Even as reports continue to show that getting a mortgage loan at Bank of America is difficult for many people, SEC filings show that the Charlotte bank has no problem extending financing to firms that do offer high-cost loans.
A recent example is the loan arranged by Bank of America for America's Car Mart last October. Bank of America
(in partnership with three other banks) gave America's Car-Mart (ticker: CRMT) a new line of credit for $105 million. The extension represented an increase from arrangements made in January and May of 2011.
America's Car Mart is a buy-here-pay-here car dealerships with more than 100 locations throughout the Southeastern United States. The business model at BHPH is simple: we finance anyone.
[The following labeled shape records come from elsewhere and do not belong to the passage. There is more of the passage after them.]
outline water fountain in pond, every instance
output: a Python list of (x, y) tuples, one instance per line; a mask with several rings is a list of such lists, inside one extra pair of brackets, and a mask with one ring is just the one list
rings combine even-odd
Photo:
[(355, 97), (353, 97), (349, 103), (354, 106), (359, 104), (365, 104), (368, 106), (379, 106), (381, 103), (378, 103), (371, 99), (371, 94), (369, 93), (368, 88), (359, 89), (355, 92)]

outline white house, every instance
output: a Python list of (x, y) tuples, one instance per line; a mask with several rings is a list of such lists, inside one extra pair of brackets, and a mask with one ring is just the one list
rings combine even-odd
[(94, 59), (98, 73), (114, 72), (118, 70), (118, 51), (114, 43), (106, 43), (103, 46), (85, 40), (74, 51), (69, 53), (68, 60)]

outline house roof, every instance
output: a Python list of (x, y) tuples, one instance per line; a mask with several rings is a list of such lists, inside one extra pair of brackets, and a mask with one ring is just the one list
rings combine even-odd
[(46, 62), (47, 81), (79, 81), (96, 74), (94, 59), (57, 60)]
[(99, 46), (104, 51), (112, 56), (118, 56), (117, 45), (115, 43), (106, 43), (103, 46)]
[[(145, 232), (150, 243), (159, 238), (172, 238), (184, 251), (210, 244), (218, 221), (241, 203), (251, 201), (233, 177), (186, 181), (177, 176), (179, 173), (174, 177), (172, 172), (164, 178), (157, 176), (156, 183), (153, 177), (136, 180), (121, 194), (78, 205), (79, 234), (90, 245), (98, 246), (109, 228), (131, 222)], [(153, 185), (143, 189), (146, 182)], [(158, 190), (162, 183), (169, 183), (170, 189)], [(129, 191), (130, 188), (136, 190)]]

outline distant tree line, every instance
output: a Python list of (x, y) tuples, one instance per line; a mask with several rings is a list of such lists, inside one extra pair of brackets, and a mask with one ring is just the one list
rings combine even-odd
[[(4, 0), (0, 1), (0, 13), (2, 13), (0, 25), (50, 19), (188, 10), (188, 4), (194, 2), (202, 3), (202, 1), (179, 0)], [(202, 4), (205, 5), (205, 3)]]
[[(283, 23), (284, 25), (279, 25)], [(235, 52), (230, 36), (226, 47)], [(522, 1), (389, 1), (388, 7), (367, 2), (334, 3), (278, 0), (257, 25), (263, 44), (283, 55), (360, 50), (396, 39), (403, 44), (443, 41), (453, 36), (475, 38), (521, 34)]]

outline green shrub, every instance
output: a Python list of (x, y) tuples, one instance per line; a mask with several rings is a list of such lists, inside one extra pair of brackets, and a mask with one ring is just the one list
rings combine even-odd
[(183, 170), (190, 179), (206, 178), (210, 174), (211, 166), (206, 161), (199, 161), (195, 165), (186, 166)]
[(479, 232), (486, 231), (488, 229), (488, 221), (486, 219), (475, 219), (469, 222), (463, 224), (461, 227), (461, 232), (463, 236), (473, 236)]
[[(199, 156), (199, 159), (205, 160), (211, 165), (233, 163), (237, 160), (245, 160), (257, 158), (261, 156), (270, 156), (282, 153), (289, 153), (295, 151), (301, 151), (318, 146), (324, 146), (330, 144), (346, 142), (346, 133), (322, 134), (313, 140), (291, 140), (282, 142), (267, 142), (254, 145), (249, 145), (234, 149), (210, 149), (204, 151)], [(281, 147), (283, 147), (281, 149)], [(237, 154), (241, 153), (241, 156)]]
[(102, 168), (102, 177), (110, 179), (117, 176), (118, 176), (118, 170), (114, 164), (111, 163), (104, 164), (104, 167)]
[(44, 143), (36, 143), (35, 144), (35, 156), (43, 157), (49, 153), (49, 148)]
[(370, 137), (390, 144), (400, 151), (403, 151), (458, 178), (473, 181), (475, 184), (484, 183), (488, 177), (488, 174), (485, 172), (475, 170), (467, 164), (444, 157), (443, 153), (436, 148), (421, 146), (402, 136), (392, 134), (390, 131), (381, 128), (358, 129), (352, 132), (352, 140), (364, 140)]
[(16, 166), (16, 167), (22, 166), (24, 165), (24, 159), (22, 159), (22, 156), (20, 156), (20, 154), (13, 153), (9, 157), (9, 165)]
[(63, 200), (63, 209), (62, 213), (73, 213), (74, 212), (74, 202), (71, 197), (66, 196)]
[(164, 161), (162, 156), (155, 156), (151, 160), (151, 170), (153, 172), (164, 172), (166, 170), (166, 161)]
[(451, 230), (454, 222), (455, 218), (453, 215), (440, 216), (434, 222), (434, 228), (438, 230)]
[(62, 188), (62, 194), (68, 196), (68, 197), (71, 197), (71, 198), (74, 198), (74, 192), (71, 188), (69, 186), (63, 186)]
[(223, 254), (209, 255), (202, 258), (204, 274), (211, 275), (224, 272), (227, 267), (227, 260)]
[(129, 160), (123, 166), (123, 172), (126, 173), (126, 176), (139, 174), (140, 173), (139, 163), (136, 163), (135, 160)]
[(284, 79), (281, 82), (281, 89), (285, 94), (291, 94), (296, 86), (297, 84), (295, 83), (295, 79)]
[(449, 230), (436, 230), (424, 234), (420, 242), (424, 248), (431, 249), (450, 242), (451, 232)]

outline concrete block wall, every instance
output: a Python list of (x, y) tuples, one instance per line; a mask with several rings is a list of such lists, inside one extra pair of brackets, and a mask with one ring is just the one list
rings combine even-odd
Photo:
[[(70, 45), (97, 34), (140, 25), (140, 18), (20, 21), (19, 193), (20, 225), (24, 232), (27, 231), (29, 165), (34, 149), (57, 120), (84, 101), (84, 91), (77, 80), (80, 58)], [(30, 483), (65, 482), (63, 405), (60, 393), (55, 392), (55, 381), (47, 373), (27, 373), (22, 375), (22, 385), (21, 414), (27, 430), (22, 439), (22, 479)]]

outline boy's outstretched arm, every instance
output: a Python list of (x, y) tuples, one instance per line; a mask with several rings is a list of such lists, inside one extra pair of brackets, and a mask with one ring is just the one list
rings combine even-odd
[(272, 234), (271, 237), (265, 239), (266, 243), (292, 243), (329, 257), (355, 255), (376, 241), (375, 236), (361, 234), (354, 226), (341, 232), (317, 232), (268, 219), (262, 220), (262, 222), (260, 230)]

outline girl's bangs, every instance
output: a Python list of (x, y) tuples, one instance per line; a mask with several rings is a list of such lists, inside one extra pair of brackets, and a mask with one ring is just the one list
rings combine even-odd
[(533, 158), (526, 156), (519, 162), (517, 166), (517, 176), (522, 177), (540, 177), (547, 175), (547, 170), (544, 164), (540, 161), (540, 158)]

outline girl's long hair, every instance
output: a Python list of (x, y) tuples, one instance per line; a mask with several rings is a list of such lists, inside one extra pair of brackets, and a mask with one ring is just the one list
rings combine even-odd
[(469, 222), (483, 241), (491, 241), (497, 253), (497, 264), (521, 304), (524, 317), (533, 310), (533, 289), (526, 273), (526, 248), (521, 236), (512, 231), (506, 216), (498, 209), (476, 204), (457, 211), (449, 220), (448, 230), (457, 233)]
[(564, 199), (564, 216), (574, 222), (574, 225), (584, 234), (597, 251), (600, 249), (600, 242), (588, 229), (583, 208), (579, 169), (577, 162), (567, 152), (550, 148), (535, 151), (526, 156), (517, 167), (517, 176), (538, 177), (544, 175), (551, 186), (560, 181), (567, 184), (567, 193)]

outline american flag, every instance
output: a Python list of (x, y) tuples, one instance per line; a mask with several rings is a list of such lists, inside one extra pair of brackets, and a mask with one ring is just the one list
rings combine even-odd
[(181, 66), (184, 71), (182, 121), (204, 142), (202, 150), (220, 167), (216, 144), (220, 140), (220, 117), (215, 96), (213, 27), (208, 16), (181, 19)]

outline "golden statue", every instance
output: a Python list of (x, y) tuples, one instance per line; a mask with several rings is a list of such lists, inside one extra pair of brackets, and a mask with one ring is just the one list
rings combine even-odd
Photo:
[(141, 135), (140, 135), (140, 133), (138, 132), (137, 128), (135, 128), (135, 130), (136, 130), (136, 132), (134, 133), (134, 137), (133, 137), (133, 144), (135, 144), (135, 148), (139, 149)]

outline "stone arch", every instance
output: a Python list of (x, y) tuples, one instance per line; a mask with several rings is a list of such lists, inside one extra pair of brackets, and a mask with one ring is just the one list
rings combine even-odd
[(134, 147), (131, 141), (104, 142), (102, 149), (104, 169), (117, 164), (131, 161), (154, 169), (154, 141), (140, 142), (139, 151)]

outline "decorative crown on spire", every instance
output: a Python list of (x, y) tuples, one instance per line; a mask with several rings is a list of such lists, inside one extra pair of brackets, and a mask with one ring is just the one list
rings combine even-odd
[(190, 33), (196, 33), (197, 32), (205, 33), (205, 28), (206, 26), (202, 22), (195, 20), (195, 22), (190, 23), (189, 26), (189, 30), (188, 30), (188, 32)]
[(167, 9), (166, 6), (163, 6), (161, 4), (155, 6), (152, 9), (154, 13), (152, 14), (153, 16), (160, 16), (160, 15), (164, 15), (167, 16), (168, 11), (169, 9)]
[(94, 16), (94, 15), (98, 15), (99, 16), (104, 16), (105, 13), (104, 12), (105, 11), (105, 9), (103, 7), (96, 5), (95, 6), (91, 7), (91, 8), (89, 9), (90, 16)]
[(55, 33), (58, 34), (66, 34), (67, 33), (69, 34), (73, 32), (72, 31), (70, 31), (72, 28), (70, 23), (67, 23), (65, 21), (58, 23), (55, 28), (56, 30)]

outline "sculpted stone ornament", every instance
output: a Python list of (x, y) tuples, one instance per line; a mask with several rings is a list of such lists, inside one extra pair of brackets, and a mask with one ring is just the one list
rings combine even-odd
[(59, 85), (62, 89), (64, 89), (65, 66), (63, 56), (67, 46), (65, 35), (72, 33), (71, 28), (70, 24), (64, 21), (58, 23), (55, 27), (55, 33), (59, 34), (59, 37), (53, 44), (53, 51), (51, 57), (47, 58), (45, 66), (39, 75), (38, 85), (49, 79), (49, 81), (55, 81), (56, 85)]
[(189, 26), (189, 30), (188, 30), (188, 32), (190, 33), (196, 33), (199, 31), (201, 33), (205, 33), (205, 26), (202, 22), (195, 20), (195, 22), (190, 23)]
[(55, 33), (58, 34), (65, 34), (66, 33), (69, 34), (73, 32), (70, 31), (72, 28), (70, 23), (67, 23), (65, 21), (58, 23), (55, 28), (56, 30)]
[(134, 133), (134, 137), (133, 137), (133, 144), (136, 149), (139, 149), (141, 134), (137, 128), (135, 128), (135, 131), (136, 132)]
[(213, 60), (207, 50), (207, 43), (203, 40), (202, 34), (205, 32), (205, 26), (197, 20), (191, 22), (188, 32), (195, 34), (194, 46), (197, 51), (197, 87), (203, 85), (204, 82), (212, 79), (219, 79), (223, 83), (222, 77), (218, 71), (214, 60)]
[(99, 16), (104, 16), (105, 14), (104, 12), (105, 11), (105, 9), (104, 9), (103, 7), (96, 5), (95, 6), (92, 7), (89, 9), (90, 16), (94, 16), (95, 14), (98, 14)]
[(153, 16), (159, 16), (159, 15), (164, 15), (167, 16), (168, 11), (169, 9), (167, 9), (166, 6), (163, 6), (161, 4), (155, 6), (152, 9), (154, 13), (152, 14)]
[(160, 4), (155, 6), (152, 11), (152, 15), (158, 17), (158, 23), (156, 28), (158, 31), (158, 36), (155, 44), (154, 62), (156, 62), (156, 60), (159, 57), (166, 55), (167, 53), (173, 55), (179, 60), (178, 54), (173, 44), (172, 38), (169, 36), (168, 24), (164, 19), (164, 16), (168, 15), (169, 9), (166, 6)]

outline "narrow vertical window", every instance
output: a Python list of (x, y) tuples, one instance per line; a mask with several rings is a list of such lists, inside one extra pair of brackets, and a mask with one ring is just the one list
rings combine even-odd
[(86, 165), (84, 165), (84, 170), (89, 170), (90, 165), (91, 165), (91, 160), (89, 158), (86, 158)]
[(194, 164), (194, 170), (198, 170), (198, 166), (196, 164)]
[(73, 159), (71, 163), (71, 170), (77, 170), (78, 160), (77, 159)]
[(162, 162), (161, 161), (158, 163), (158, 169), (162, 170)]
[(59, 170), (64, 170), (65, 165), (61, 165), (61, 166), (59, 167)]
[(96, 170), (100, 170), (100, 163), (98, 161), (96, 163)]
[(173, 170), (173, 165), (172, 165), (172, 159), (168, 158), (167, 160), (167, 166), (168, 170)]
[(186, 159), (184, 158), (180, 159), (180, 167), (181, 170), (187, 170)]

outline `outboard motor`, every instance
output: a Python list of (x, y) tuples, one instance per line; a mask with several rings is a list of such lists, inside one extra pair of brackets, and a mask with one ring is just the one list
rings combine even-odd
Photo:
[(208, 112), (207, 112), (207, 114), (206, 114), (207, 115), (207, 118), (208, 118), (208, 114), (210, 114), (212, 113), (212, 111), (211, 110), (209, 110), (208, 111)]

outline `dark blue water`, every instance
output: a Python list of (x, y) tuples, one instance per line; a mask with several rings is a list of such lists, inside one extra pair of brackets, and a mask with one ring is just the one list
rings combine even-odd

As the name implies, car buyers return to the dealership where they purchased their car to make their future car payments. Payments are made frequently. Many people make bi-weekly payments. Thus, the BHPH is a vertically-integrated car company.
However, in a Buy-Here-Pay-Here, selling and financing cars is the sizzle. The steak of these firms are collections. According to CRMT's most recent annual report:
"Collecting customer accounts is perhaps the single most important aspect of operating an Integrated Auto Sales and Finance used car business and is a focal point for dealership level and corporate office personnel on a daily basis...Substantially all associate incentive compensation is tied directly or indirectly to collection results. Over the last five fiscal years, the Company’s annual credit losses as a percentage of sales have ranged from a low of 20.2% in fiscal 2010 to a high of 29.1% in fiscal 2007 (average of 22.7%)."
Operating a BHPH is a high-risk business. Over the last 12 years, credit losses as a share of sales at America's Car Mart have never dropped below 17 percent. The losses were as high as 29 percent in 2008. Although that sounds high, it is actually a bit below industry norms.
Is it fair to say that B of A is financing a business that makes high-cost loans? Since they finance anyone, interest rates on a two-year loan average about 14 percent (at CRMT) but can often come in higher than 20 percent. Given that they are financing anyone, while many of the corporate franchise dealerships are not, BHPH dealerships have leverage to mark up the sticker price on their cars, too. The average sales price at CRMT in 2011 was about $9,300, with an average down payment of about six or seven hundred dollars and a profit (pre-tax) on resale of more than $1,300. Again, CRMT is offering far more value than some of their competitors. Financial statements released in an S-1 by one of their competitors reported an average markup of 76 percent.
I suspect that their business soars in the first three months of the year, when many lower-income households receive their tax refunds.